Сначала их с опаской отпускали сторожить дороги, мосты, другие объекты. Лучших из них – считалось, что они станут гарантом против саботажа на охраняемых ими участках. А как иначе, времена такие были. Государство должно защищать себя от саботажников. Я понимаю, что вы на все это смотрите совершенно иначе, но придется выслушать и другую сторону, которая теперь, похоже, замолкла. Хотя я ничем таким не занимался, а просто был в самом конце цепочки, особенно последние два года, когда виселицы были в работе ежедневно. Как и в Черногории, там не было ни одного местечка, где бы не стояла виселица, или ветки, через которую перебрасывали веревку, на которой вздергивали крикунов и молчаливых непонятно по какой причине. В основном сербов, и в основном политических. Все это хорошо известно. Был тогда некий Видак Шошич, живодер, он в шестнадцатом повесил за раз одиннадцать человек. В ремесле он не разбирался, вешал несчастных несколько раз подряд. Повесит его, веревка оборвется, он опять, и опять рвется, в итоге приходится бедолагу пристрелить. Мне известно, что именно так вешали старого черногорского капитана, звали его Петр Радоман. Я смотреть не мог, как они мучают человека, вместо того, чтобы облегчить ему последние мгновения жизни.

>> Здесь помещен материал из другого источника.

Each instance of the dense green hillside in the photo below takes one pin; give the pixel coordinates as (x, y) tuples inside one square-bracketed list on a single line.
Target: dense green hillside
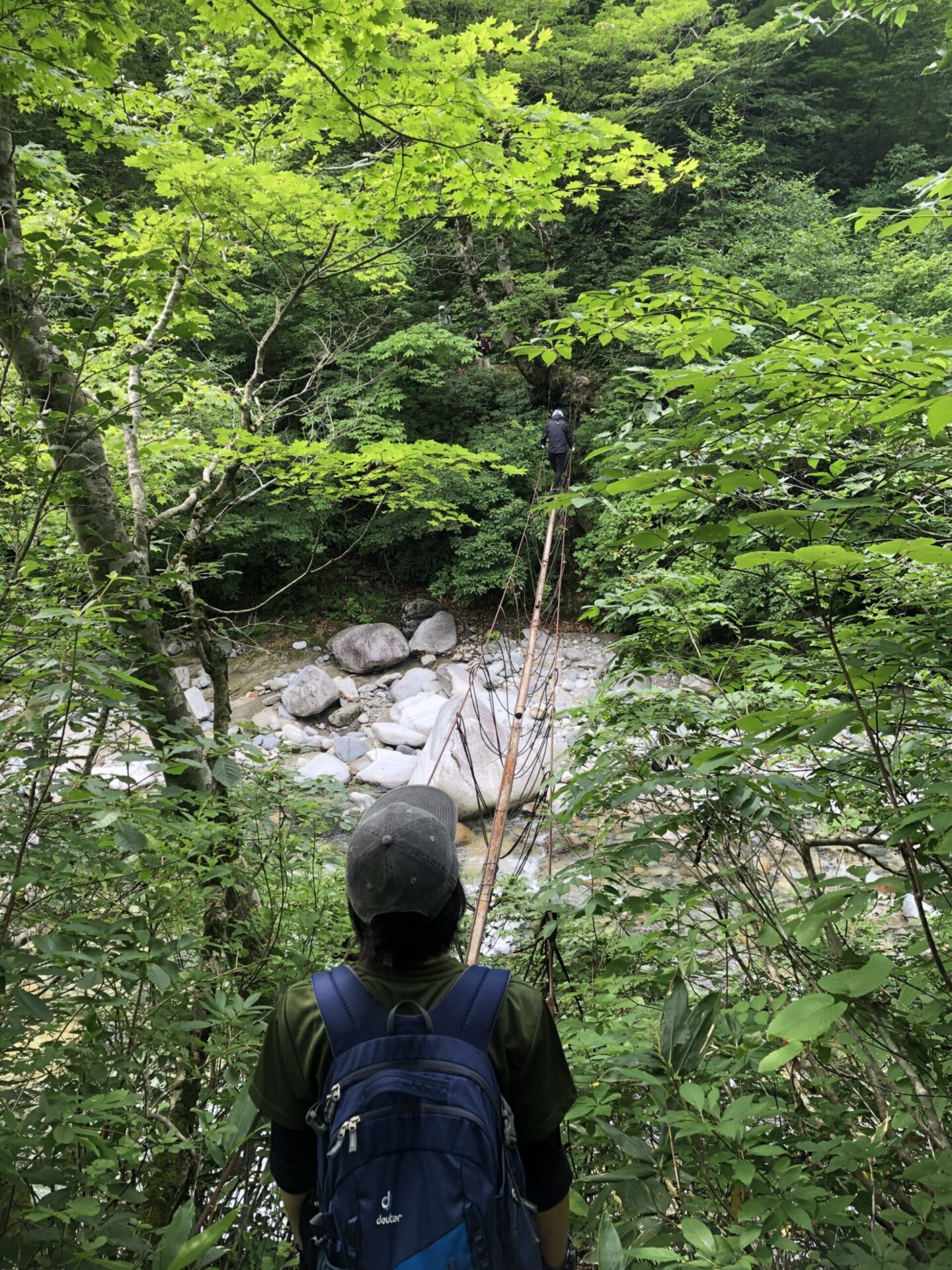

В конце концов его расстреляли, потому что тот кретин вешать не умел. Вместо того чтобы у меня поучиться, все делали по-своему. Здесь не любят тех, кто знает дело. Вы должны знать обо всем этом, чтобы понять мое ремесло и мое отношение к нему. Сейчас уже все закончилось, но если вас это так интересует. Другие ничем не интересуются, кроме того, чем они сейчас, в данную минуту, занимаются. Может, и вы по той же причине пришли, но я все равно решил вам все рассказать. Не понимаю и никогда не пойму, почему меня люди боятся. Почему считают, что трубочист приносит счастье, а я – беду? Чтобы правильно изучить меня, а я знаю, уверен в том, что вы здесь частично и по этой причине, меня постоянно кто-то изучает, так вот, вы должны знать, как к нашему ремеслу подходили другие, а как – я. В чем между нами разница, почему я на несколько голов выше их.